ChatGPT gets confused easily in Advanced Voice Mode

I thoroughly tested ChatGPT's new realtime video feature.

Jan 21, 2025

In the last week, Dean Ball and I have published two new episodes of our new podcast, AI Summer:

The AI Summer podcast is distinct from Understanding AI. I cross-posted the first two episodes here, but most future episodes will not be posted to Understanding AI (or the Understanding AI podcast feed). So if you want to listen to AI Summer in the future, you will need to either subscribe to the AI Summer newsletter or search for “AI Summer” in your favorite podcast app.
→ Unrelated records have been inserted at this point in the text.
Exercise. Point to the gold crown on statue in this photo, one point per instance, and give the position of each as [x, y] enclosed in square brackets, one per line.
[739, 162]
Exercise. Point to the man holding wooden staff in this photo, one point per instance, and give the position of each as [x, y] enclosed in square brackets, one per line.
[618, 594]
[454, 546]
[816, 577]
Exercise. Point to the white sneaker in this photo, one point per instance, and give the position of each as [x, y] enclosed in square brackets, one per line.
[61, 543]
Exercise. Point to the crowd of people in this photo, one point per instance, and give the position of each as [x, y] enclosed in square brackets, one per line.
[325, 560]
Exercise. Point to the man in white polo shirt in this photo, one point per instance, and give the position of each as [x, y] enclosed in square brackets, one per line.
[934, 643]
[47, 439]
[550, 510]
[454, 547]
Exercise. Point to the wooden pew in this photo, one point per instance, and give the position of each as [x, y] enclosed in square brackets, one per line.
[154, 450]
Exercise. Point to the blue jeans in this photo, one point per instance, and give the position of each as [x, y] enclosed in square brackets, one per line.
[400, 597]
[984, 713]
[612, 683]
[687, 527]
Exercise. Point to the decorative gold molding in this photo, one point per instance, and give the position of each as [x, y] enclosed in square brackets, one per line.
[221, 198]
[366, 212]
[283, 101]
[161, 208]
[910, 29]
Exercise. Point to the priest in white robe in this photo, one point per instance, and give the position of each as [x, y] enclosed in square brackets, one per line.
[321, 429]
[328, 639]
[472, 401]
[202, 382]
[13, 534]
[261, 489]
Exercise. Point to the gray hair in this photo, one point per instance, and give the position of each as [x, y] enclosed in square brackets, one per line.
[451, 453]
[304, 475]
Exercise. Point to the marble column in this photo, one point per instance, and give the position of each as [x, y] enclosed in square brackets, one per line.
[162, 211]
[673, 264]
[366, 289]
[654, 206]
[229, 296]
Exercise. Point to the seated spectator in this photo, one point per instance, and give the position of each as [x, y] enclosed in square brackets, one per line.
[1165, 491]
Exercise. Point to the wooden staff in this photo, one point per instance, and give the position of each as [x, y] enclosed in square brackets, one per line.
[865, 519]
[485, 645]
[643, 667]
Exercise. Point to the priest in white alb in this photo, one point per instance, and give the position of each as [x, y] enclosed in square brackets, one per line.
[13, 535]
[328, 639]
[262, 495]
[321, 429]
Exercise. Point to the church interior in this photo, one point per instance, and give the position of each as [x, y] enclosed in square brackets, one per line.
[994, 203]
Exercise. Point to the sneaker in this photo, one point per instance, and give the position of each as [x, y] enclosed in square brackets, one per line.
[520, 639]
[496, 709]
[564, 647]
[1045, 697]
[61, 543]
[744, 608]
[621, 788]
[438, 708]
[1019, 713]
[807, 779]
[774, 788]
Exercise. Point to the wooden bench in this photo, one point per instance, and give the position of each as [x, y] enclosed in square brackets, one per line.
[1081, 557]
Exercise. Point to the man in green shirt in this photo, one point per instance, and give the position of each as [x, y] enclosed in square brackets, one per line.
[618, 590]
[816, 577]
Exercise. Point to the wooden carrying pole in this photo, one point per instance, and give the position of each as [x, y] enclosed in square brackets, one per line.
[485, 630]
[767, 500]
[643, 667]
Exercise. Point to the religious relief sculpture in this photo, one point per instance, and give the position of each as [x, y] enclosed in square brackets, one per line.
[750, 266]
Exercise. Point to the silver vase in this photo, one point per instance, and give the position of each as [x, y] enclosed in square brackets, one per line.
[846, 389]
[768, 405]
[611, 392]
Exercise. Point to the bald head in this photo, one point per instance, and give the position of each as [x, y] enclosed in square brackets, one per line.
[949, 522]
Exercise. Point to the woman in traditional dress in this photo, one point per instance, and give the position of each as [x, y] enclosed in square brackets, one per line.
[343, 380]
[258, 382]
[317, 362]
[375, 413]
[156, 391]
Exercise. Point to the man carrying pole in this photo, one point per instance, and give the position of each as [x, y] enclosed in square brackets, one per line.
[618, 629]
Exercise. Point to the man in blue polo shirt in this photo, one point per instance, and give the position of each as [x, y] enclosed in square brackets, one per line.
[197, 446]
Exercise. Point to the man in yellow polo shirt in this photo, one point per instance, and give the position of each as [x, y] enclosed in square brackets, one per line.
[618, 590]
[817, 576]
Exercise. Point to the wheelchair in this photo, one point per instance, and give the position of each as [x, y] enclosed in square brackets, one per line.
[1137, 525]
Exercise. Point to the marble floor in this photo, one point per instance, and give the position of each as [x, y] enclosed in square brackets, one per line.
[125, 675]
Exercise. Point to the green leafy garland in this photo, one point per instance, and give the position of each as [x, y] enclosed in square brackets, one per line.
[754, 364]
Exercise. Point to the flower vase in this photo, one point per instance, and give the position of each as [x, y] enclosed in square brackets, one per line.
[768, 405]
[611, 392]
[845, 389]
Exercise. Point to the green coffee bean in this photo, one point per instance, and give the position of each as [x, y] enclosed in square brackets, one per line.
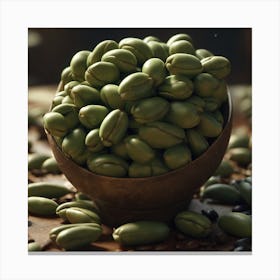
[155, 68]
[108, 165]
[153, 168]
[91, 116]
[35, 161]
[138, 47]
[120, 150]
[203, 53]
[67, 100]
[82, 157]
[236, 224]
[81, 196]
[69, 112]
[77, 237]
[138, 150]
[93, 141]
[176, 87]
[218, 66]
[238, 141]
[111, 98]
[158, 167]
[185, 64]
[50, 166]
[48, 190]
[243, 156]
[41, 206]
[245, 189]
[151, 39]
[73, 143]
[209, 126]
[85, 204]
[84, 95]
[180, 36]
[124, 60]
[57, 100]
[150, 109]
[218, 116]
[34, 246]
[211, 104]
[193, 224]
[197, 143]
[136, 86]
[161, 135]
[78, 65]
[139, 170]
[101, 73]
[159, 49]
[222, 193]
[181, 46]
[225, 169]
[220, 93]
[113, 128]
[198, 102]
[212, 180]
[55, 124]
[183, 114]
[80, 215]
[177, 156]
[56, 230]
[141, 233]
[68, 87]
[100, 49]
[205, 84]
[133, 125]
[66, 75]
When OpenAI released GPT-4o back in May, it said the “o” stood for omni. This was a reference to the new model’s enhanced multimodal capabilities: it could natively process live audio and video as well as text and images. OpenAI posted a series of demos to its YouTube channel showing off these new abilities.

However, OpenAI didn’t release these realtime features to the public right away. It wasn’t until September that OpenAI released Advanced Voice Mode. The live video feature was finally released in December. And because the holidays were busy for me, I’ve only been able to thoroughly test the new features in the last couple of weeks.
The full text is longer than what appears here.